B. KD Matematika Wajib XI IPA:
3.15
Mendeskripsikan konsep ruang sampel dan menentukan peluang suatu kejadian dalam suatu percobaan.
3.16
Mendeskripsikan dan menerapkan aturan/rumus peluang dalam memprediksi terjadinya suatu kejadian dunia nyata serta menjelaskan alasan- alasannya.
3.17
Mendeskripsikan konsep peluang dan harapan suatu kejadian dan menggunakannya dalam pemecahan masalah.
4.12
Mengidentifikasi, menyajikan model matematika dan menentukan peluang dan harapan suatu kejadian dari masalah kontektual.

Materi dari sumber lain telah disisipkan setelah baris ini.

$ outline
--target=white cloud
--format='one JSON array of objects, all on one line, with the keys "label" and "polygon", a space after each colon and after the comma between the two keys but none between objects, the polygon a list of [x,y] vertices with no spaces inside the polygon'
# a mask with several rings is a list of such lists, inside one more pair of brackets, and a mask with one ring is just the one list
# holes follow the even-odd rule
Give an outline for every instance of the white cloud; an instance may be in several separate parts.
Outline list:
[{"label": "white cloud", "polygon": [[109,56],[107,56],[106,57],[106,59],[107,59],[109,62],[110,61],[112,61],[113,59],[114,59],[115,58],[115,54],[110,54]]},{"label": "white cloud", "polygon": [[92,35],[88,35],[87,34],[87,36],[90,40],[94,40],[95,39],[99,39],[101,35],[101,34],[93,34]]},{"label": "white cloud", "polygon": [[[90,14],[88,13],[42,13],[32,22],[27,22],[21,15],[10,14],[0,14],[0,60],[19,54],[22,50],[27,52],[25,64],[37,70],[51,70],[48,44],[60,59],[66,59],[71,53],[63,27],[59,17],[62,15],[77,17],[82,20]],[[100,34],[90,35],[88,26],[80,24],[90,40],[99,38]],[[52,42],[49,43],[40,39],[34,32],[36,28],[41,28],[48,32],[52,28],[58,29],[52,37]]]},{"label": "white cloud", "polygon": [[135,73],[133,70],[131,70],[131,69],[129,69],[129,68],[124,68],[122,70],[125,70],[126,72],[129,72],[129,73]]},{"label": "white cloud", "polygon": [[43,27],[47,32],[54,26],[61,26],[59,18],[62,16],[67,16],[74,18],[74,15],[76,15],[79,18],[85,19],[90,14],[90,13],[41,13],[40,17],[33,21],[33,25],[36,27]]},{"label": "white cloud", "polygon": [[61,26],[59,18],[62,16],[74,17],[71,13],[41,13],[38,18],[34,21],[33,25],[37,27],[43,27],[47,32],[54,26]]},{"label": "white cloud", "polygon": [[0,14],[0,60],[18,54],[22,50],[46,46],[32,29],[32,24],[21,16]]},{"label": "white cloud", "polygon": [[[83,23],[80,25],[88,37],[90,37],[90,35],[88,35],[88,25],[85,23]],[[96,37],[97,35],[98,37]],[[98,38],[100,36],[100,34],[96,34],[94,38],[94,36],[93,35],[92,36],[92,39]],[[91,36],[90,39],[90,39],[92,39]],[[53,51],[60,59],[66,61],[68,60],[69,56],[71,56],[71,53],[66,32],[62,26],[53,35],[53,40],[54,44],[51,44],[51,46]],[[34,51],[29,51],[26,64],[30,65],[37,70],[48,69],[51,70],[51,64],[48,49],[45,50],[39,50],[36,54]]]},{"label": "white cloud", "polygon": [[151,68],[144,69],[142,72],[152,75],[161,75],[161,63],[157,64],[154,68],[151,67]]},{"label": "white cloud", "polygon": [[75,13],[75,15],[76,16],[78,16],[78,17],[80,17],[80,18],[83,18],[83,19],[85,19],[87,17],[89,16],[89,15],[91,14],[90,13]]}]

Berikut ini sekilas pandang mengenai Distribusi Binomial.

Sukses atau gagal adalah dua hal yang dapat terjadi pada suatu percobaan. Dikatakan sukses jika kejadian yang diharapkan muncul, sementara dikatakan gagal jika kejadian yang diharapkan tidak muncul. Sukses dan gagal saling mutually exclusive.

Jika pada suatu percobaan yang dilakukan sebanyak n kali, variabel acak X adalah kejadian yang diharapkan, peluang sukses dinotasikan p, dan peluang gagal dinotasikan q, maka dikatakan bahwa X berdistribusi binomial berparamater n dan p, dinotasikan X ∼ B(n,p).

Probabilitas variabel acak X adalah P(X = x) = nCx (p^x)(q^(n-x)), dimana q = 1 – p dan x = 0, 1, 2, …, n.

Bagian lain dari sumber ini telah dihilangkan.